The Gunwinyguan languages (Gunwinjguan, Gunwingguan), also core Gunwinyguan or Gunwinyguan proper, are a possible branch of a large language family of Australian Aboriginal languages in Arnhem Land, northern Australia. The most populous language is Kunwinjku, with some 1500 speakers.

Gunwinyguan languages have a fortis–lenis contrast in plosive consonants. Lenis/short plosives have weak contact and intermittent voicing, while fortis/long plosives have full closure, a more powerful release burst, and no voicing.

Languages
The list here is based on Green (2003).  However, Green believes the similarities among these languages are due to shared retentions from Proto-Arnhem, and are not indicative of an exclusive relationship between them.

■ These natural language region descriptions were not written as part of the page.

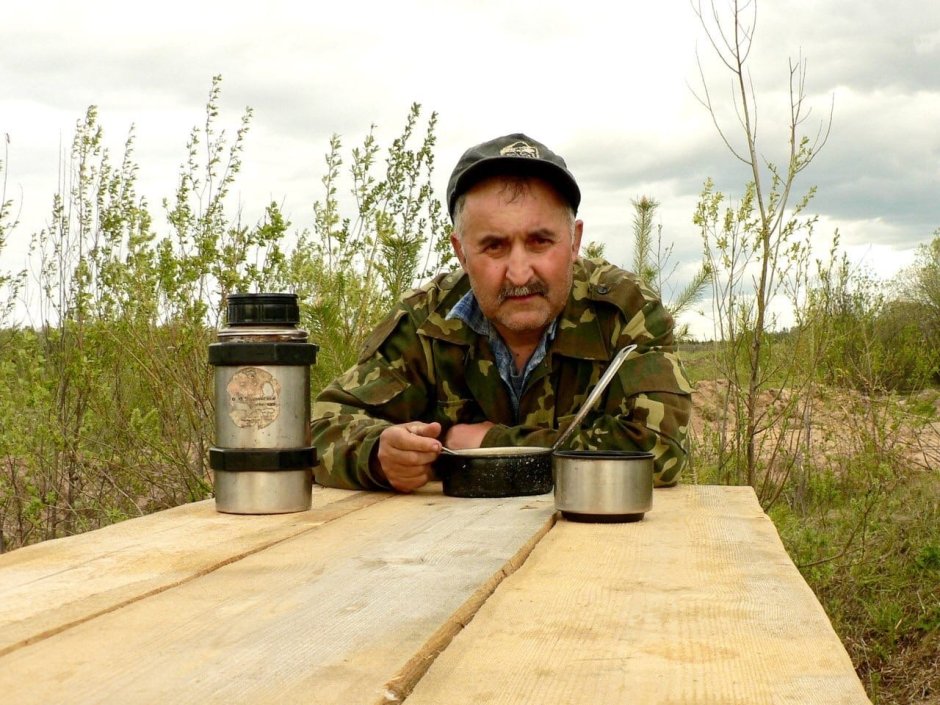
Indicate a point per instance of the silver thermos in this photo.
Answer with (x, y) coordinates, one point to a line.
(263, 458)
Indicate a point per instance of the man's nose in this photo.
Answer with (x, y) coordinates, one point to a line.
(519, 267)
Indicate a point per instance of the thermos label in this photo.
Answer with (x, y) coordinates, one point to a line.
(254, 398)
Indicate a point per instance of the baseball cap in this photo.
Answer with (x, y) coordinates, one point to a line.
(511, 154)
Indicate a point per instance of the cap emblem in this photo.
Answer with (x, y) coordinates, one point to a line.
(520, 149)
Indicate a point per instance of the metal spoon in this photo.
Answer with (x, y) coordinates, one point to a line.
(595, 394)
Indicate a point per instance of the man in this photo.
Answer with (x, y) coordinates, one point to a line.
(504, 351)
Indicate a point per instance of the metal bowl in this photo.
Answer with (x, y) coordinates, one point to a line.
(510, 471)
(603, 485)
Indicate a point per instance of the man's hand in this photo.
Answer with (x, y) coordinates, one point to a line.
(467, 435)
(406, 452)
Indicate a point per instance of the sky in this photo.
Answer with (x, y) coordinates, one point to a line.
(610, 86)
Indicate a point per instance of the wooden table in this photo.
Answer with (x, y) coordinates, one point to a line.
(377, 598)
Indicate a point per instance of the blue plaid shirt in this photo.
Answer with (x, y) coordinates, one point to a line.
(468, 311)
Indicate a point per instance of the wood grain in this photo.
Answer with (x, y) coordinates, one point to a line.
(698, 603)
(55, 585)
(336, 615)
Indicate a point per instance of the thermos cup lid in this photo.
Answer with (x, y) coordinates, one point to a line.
(262, 309)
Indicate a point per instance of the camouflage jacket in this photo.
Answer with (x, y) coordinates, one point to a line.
(417, 365)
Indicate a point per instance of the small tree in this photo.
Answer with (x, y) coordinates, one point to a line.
(756, 251)
(652, 262)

Gunwinggic: Kunwinjku (Gunwinggu), Kunbarlang
Jawoyn (Djauan)
Dalabon (Ngalkbun)
Jala (Rembarngic): Rembarrnga, Ngalakgan
Warrayic: Waray, Uwinymil

Yangmanic had once been included, but has been removed from recent classifications. Various other languages appear to be related to this Gunwinyguan core. This larger family is sometimes also called Gunwinyguan, but more unambiguously Macro-Gunwinyguan or Arnhem.